27.05.2022
ArbeitsweltUnter uns
Anna Kandler

Feedback: Chance oder Zeitverschwendung?

Feedback ist ein Thema, das uns alle betrifft. Warum kommen wir mit Arbeitskolleg*innen, bei Familienfeiern oder im Freundes- und Bekanntenkreis immer wieder zu dem Punkt, dass sich zwar jede*r Feedback wünscht, aber kaum eine*r hier mit der Führungskraft im engen Austausch steht? Das könnte daran liegen, dass man für eine angemessene Rückmeldung einen Moment innehalten und sich die Zeit dafür einräumen muss. Angesichts der Fülle an (operativen) Aufgaben, die auch auf dem Stapel von Führungskräften liegen, fällt das Feedback schnell mal unter den Tisch.

Warum es sich unbedingt lohnt, diese Zeit zu investieren, wollen wir hier näher beleuchten.

Feedback ist ein kleines Instrument mit großer Wirkung

Konstruktives Feedback ist wichtig für die Teamentwicklung (Julia Essl Photographie)

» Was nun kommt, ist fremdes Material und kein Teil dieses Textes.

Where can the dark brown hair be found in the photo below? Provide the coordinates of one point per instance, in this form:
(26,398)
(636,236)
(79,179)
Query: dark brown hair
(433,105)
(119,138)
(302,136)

Wer gibt Feedback zu welchen Themen?

Feedback muss nicht nur von der Führungskraft „Top-Down“ erfolgen. In einer offenen Unternehmenskultur können auch Mitarbeitende ihren Vorgesetzen gegenüber Feedbackgeber*innen sein. Ebenso ist denkbar, dass Mitarbeitende untereinander im Austausch sind. Inhaltlich können verschiedene Bereiche wie Arbeitsergebnisse, Verhalten oder auch die Kommunikation thematisiert werden. Positives Feedback ist sicher immer willkommen, jedoch sollten auch die negativen Aspekte besprochen werden. Kritik muss allerdings immer mit Respekt vermittelt werden und sollte konstruktiv formuliert sein.

Ziele von Feedback

Durch regelmäßige Rückmeldungen lassen sich Missverständnisse ausräumen, das Verhalten des Gegenübers spiegeln sowie die Motivation und damit die Leistung insgesamt erhöhen. Man fühlt sich wahrgenommen, wertgeschätzt und geachtet. In einem konstruktiven Gespräch lässt sich die Selbstwahrnehmung mit der Fremdwahrnehmung abgleichen, so dass im Idealfall daraus gezielt Veränderungen abgeleitet werden können, um die eigene Performance zu verbessern.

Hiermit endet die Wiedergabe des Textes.